James glanced at him then back at Dawson, still floating without movement.
‘Get a life-ring or a rope or something,’ James called and half stepped, half swam towards Dawson.  The centre of the canal was deeper and James felt his shoes and sodden clothes tugging him under. The current from the leaking lock was starting to take Dawson downstream towards the bridge. James kicked out and swam a few strokes until his grasping fingers encountered cloth. He gripped Dawson’s unconscious body, turned him, held him close. But he was sinking, his chin barely above the water.
There was a splash nearby. A plastic life-ring. James kicked his legs. With one arm around Dawson he reached out. His spare hand found the ring. He pulled it towards himself, the extra buoyancy allowing him to hold his head up.
‘Have you got a grip?’ Tom called.
‘Pull!’ James called with his remaining breath. He felt the tug as Tom began heaving in the ring with its catch. James found the soft weedy bottom of the canal beneath his feet again but with Dawson’s weight resting on him he couldn’t balance. Tom continued to pull them close to the bank.
At last, James’ head touched the brick canalside. He pushed with his feet sliding his body into an almost upright position against the wall.
‘Can you get Dawson out?’ he panted.
Tom reached over him, laying on the ground and grabbed the unresponsive body. He dragged him from the water onto the bank.

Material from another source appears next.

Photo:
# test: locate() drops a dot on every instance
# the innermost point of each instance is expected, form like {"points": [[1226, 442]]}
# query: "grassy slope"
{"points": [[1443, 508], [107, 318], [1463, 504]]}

When Dawson was lying with just his feet dangling over the edge, Tom came back to James.
‘Do you need help, Jim?’
James realised he was exhausted. There was no way he was going to be able to haul himself and his wet clothes out of the cold water.
‘Yes, please, Tom,’ he sighed.
Tom knelt and reached down and put his hands under James armpits.  The muscles in his arms felt like steel hawsers against James’ skin. Tom grunted and heaved. James rose from the water. He flailed, trying to get a grip on the brickwork. His knees cleared the bank and he bent his legs to crawl onto the land. Tom released him with a groan.
James lay panting and shivering only vaguely hearing Tom speaking into his phone.
After a few moments James found enough breath to speak.
‘He’s dead. Bullet wound through his chest.’ Tom said.